Couverture du livre "Idiss" de Robert Bandinter. [Fayard]
Le 20ème siècle et le destin d'Idiss, par Robert Badinter / Nectar / 31 min. / le 28 novembre 2018
Robert Badinter, l'homme qui a fait abolir la peine de mort sous François Mitterrand, évoque sa grand-mère maternelle dans "Idiss", un livre qui parcourt l'Europe et les heures sombres du 20e siècle.

"Des fontaines d'amour", c'est l'expression qu'utilise Robert Badinter à propos des grands-mères.

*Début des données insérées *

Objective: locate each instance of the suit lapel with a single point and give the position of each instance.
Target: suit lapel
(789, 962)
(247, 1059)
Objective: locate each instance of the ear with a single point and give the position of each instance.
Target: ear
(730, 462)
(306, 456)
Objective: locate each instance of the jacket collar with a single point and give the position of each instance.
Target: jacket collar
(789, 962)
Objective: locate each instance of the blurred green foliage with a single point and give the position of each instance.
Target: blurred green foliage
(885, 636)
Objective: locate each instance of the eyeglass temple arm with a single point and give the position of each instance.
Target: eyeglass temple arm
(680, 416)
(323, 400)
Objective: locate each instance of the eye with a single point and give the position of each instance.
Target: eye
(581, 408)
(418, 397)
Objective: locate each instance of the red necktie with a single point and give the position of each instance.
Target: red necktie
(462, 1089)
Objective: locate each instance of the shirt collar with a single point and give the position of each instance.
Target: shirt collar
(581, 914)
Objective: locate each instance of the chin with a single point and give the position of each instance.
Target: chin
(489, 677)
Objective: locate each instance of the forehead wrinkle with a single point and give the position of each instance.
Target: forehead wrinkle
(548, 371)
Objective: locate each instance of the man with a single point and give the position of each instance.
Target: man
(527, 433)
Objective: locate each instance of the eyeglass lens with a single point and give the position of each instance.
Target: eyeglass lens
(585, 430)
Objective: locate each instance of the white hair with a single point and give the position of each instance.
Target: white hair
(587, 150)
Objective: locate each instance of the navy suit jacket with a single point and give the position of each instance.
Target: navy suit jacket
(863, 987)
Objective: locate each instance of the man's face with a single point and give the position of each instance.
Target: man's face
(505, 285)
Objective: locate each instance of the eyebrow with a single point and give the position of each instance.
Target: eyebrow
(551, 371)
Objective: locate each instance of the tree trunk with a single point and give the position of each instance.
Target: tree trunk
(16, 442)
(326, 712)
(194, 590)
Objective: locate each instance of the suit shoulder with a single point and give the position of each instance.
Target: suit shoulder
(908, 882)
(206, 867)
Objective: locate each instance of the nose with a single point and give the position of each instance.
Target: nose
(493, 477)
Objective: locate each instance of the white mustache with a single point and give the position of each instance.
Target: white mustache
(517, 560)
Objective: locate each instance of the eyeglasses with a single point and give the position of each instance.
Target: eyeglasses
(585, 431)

Idiss qui vivait dans la famille du jeune Robert depuis son veuvage a illuminé l'enfance de son petit-fils par sa tendresse, les brioches qu'elle lui apportait à la sortie de l'école et le mélange très personnel de français et de yiddish qu'elle pratiquait. "Idiss", c'est une dette d'amour envers sa grand-mère.

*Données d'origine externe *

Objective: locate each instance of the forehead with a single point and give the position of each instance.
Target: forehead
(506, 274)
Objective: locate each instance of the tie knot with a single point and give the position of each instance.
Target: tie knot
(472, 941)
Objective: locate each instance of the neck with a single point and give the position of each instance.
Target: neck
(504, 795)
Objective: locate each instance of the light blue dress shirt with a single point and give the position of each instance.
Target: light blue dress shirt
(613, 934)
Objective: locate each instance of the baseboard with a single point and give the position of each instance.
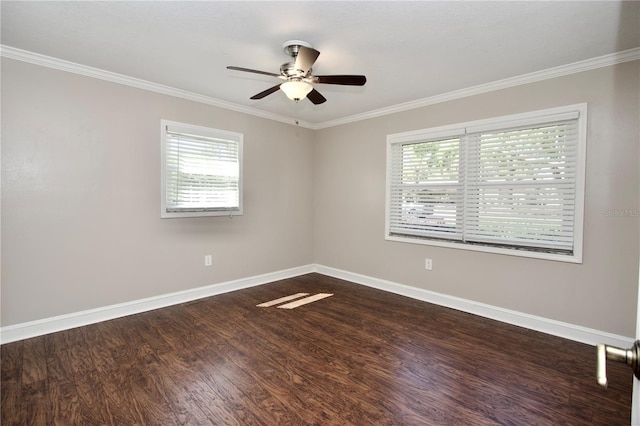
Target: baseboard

Avec une bouleversante sobriété, Robert Badinter raconte l'histoire d'une famille balayée par la Shoah, mais surtout l'espoir et la confiance qui guidaient ces immigrés passionnément épris des valeurs républicaines.

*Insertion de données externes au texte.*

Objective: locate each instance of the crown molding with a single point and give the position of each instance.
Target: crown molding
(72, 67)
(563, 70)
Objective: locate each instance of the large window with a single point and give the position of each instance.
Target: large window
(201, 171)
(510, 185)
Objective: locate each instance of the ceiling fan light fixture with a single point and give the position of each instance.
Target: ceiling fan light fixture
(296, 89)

La France et sa République

Née en Bessarabie, province d'un Empire tsariste férocement antisémite, Idiss a quitté son "shtetl" avec sa fillette de 7 ans - Chifra, mère de l'auteur - suite aux  terribles pogroms de 1903 et 1905 afin de rejoindre mari et fils déjà établis à Paris. Un choix évident pour ces Juifs dont la francophilie tenait à plusieurs facteurs, selon Robert Badinter:

Ce qui est complètement perdu de vue, aujourd'hui, c'est que la Révolution française en Europe, pour la première fois, avait accordé aux Juifs la qualité de citoyens. Le fait d'être citoyen à part entière entraînait pour les Juifs français la possibilité d'être fonctionnaires, et à ce titre, magistrats (...) C'était une hérésie républicaine: comment? Des Juifs vont juger des catholiques, des chrétiens?

Robert Badinter, avocat

A la grande fierté d'Idiss, sa petite Chifra brillera à l'école de la République, grâce notamment à un instituteur qui lui consacre du temps et qu'elle évoquera souvent devant ses deux fils Claude et Robert (le cadet), pour leur transmettre l'amour du savoir.

Quitter Paris pour Lyon

Aussi profondément attaché aux valeurs républicaines que sa femme, Simon Badinter, père de Robert, voit son monde s'écrouler en 1940 avec l'instauration du régime de Vichy et des mesures contre les Juifs. Il quitte Paris pour Lyon en 1941, sa femme et ses fils devant le rejoindre plus tard. Robert Badinter a 13 ans quand il prend congé d'Idiss malade, confiée à l'un de ses oncles restés à Paris, pour se réfugier avec sa mère puis son frère dans un village savoyard proche de Chambéry, où la milice était dirigée par Paul Touvier.

Une adoption silencieuse

Dans son livre, Robert Badinter n'aborde pas ces années-là, mais au micro de la RTS, il salue la solidarité des habitants. "Nous avions de faux papiers qui n'auraient, je pense, pas résisté longtemps à la curiosité de la Gestapo. Ce qui s'est passé là, c'est tout simplement une forme d'adoption silencieuse, de protection par le silence, tout le monde nous considérait comme si nous appartenions au village."